29Unter Berücksichtigung der Rechtsprechung des BGH und nach Abwägung des Elternrechts aus Artikel 6 GG mit dem Recht des Kindes auf Leben aus Artikel 2 Abs. 2 GG und der Würde von X. aus Artikel 1 GG muss nach Auffassung des Gerichts bei Abbruch der Behandlung eine Kindeswohlgefährdung angenommen werden. Bei X. handelt es sich gerade nicht um ein willenloses passives Objekt der Intensivmedizin, die ohne Sinn angewandt wird mit der Folge, dass ihre Würde gerade durch die Behandlung verletzt würde (hierzu allgemein: Hufen in NJW 2001, Seite 849 (851)).
30X. ist nicht nur im biologischen Sinne noch am Leben, sondern nimmt in einer sehr basalen - gesunden Menschen weitgehend verschlossen bleibenden – Art und Weise (Beruhigen durch taktile Reize, Unruhe bei Lärm, Klagelaute bei Unwohlsein) am Leben und ihrer Umgebung teil. Darüber hinaus ist die Möglichkeit nicht auszuschließen, dass sich ihr Zustand bei verbesserter Medikation bessern kann, wenngleich X. aufgrund der Irreversibilität des Hirnschadens ihre kognitiven Fähigkeiten nicht wiedererlangen wird.
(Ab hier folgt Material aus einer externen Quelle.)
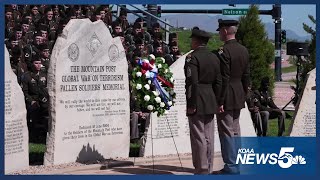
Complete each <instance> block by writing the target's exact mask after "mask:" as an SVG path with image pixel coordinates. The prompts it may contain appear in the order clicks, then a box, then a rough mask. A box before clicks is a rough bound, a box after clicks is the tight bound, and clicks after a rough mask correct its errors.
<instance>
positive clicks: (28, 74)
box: [22, 55, 49, 142]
31Da die Eltern ihr Vorhaben, X. nach Hause zu nehmen, nur bis zum rechtskräftigen Abschluss dieses Verfahrens ausgesetzt haben, grundsätzlich aber an der Entscheidung festhalten, dass X. nicht mehr künstlich ernährt werden soll, war das Sorgerecht im Hinblick auf die Gesundheitsfürsorge und das Aufenthaltsbestimmungsrecht im Rahmen der Gesundheitsfürsorge den Kindeseltern zu entziehen und auf einen Dritten zu übertragen.
32Die Übertragung ist auch verhältnismäßig. Weniger einschneidende Maßnahmen kommen nicht in Betracht.
33Die Kostenentscheidung beruht auf § 13 a FGG, § 94 KostO.